Repair of Wood Siding
If there is any siding material that I will choose over and over, it will be the wood siding because the material does not only provide a high aesthetic value to your exteriors, but it also has low thermal conductivity.
However, this does not imply that wood is indestructible because it is not. Wood is also prone to decomposition, just like any other building product. The exterior paint can always protect the wood but not forever because even a simple hairline crack will allow in water which will ultimately cause rotting or mold. Significant physical impact on the wood can also crack it.
When compared to vinyl siding, wood siding can be difficult to repair, and most homeowners fear to engage in the task. Also, sometimes when you start servicing one area, you might end up damaging other areas, hence taking more time doing it. Ask us any questions about Ideal Siding you may have or get a free quote.
But, this is not an implication that wood siding is impossible or extremely hard because when you use the right materials, products, and approach, you will not end up causing more damage. Before we discuss the steps, let us look at the materials and tools required for the process.
- Utility knife
- Replacement blades
- Electric miter saw
- Pry bar
- Carpenter’s pencil
- Speed square
- Tape measure
- Dust mask
- Safety lasses
- Multi-tool with a wood blade
- Stainless steel siding nails of 1 3/4 –inch long
- Replacement wood or siding board
Removing and replacing the damaged part
1. Mark the damaged area
Put the speed square at the bottom of the repair area, about one foot away. Make a vertical line using the carpenter’s pencil and repeat the same process for both sides of the damaged area.
Instead of this step, some people prefer removing the entire length of the damaged siding board. This is, however, not necessary since the above method also works great.
2. Cut-away the caulk and paint from the siding
Use the utility knife to cut away the paint and caulk that held the damaged part to its neighboring parts. You will need to go along the whole lengths of the damaged part so you can be able to break the connection entirely. This process can be demanding, and you will need to have multiple cuts. You will also need to change the blades frequently for faster and better results.
3. Vertical cuts
This process is slightly complicated, and you will need to have your safety glasses and mask on.

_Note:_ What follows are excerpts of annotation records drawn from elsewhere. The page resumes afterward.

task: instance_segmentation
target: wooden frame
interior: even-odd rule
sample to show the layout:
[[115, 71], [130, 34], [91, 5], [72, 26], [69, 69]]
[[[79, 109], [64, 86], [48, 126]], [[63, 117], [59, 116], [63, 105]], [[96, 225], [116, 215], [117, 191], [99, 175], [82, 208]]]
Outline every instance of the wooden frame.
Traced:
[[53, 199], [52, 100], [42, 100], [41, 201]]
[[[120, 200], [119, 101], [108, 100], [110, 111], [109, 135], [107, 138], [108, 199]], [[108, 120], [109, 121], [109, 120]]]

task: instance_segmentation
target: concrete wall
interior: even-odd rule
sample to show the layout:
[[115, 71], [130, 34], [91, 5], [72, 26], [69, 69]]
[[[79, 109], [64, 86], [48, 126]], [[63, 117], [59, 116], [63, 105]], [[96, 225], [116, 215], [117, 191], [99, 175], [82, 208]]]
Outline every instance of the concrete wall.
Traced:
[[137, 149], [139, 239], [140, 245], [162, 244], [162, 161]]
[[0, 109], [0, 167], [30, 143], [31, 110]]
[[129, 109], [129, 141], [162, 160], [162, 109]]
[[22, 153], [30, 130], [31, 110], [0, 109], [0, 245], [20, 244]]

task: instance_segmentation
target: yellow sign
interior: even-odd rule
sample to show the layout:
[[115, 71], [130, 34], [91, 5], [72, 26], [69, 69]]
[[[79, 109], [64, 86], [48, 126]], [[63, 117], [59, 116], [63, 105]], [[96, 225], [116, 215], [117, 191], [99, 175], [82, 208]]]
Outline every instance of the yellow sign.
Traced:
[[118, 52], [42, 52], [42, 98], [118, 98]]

The multi-tool mentioned above will be used here, and if you do not have it, then you should consider having one because you will not only use it on this task but also on many other home repairs; an electric one works best.
Now, after wearing your mask and sunglasses, set the wood blade onto the electric multi-tool, turn it on then start following through the vertical lines you had made, as you cut through. Take care not to go beyond the board since that will lead to further damage.
4. Removing the nails
Slide in the pry bar in the edge between the damaged board and the neighbor. Rock it up and down. After doing this, the nails will be protruding enough to be pulled out using a claw. You can remove the damaged cutout.
5. Prepare new siding
Use your electric miter saw to cut the new section of the siding. To get the right size, place the damaged cutout on the new one, and mark it. As you cut the new board, you will need to follow through the marks.
6. Driving in the nails
Keenly, slide in the board from underneath the top board and ensure it fits flat against the side. There will be holes used initially still on the sides, and you need to nail in nails through them. Take care not to nail in it too tightly. After using the existing holes, you can now drive in nails in other areas and lastly along the edges of the replacement portal, making sure not to miss the adjacent board at the bottom.
7. Caulk, paint, and finish
Apply caulk on all the vertical and horizontal seams then press it in. You can then apply primer and paint two layers of paint on it.